4.2 KiB
4.2 KiB
Explaining framework
PyTorch-Geometric add-on for heavy and parallel experiments running to explain Graph Neural Networks models. Based on a config.yaml
file that you can set up as you wish, the framework do preprocess, handles simultaneous experiments as well as postprocess operations on his own.
How to
- Set up your experiment details (dataset, GNN architecture, explaining method, metrics, GPU workload limit, etc.).
# ----------------------------------------------------------------------- #
# Basic options
# ----------------------------------------------------------------------- #
# Set print destination: stdout / file / both
explaining_cfg.print = "both"
explaining_cfg.out_dir = "./explanations"
explaining_cfg.cfg_dest = "explaining_config.yaml"
explaining_cfg.seed = 0
# ----------------------------------------------------------------------- #
# Dataset options
# ----------------------------------------------------------------------- #
explaining_cfg.dataset = CN()
explaining_cfg.dataset.name = "Cora"
explaining_cfg.dataset.item = []
# ----------------------------------------------------------------------- #
# Model options
# ----------------------------------------------------------------------- #
explaining_cfg.model = CN()
# Set wether or not load the best model for given dataset or a path
explaining_cfg.model.ckpt = "best"
# Setting the path of models folder
explaining_cfg.model.path = "path"
# ----------------------------------------------------------------------- #
# Explainer options
# ----------------------------------------------------------------------- #
explaining_cfg.explainer = CN()
# Name of the explaining method
explaining_cfg.explainer.name = "EiXGNN"
# Whether or not to provide specific explaining methods configuration or default configuration
explaining_cfg.explainer.cfg = "default"
# Whether or not recomputing explanation if they already exist
explaining_cfg.explainer.force = False
# ----------------------------------------------------------------------- #
# Explaining options
# ----------------------------------------------------------------------- #
# 'ExplanationType : 'model' or 'phenomenon'
explaining_cfg.explanation_type = "model"
explaining_cfg.model_config = CN()
# Do not modify it, will be handled by dataset , assuming one dataset = one learning task
explaining_cfg.model_config.mode = "regression"

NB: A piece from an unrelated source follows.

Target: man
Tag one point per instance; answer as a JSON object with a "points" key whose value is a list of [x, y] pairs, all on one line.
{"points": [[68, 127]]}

# Do not modify it, will be handled by dataset , assuming one dataset = one learning task
explaining_cfg.model_config.task_level = None
# Do not modify it, we always assume here that model output are 'raw'
explaining_cfg.model_config.return_type = "raw"
# ----------------------------------------------------------------------- #
# Thresholding options
# ----------------------------------------------------------------------- #
explaining_cfg.threshold = CN()
explaining_cfg.threshold.config = CN()
explaining_cfg.threshold.config.type = "all"

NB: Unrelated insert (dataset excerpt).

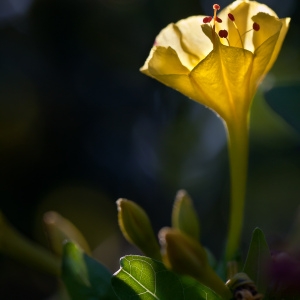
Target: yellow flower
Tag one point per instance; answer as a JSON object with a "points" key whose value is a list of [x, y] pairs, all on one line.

explaining_cfg.threshold.value = CN()
explaining_cfg.threshold.value.hard = [(i * 10) / 100 for i in range(10)]
explaining_cfg.threshold.value.topk = [2, 3, 5, 10, 20, 30, 50]
# which objectives metrics to computes, either all or one in particular if implemented
explaining_cfg.metrics = CN()
explaining_cfg.metrics.sparsity = CN()
explaining_cfg.metrics.sparsity.name = "all"
explaining_cfg.metrics.fidelity = CN()
explaining_cfg.metrics.fidelity.name = "all"
explaining_cfg.metrics.accuracy = CN()
explaining_cfg.metrics.accuracy.name = "all"
# Whether or not recomputing metrics if they already exist
explaining_cfg.adjust = CN()
explaining_cfg.adjust.strategy = "rpns"
explaining_cfg.attack = CN()
explaining_cfg.attack.name = "all"
# Select device: 'cpu', 'cuda', 'auto'
explaining_cfg.accelerator = "auto"
-
Provide the generated
.yaml
file tomain.py
or a folder path to a configs file stack for parallel running. -
Run
-
Check already post-processed (statistics, plots) results.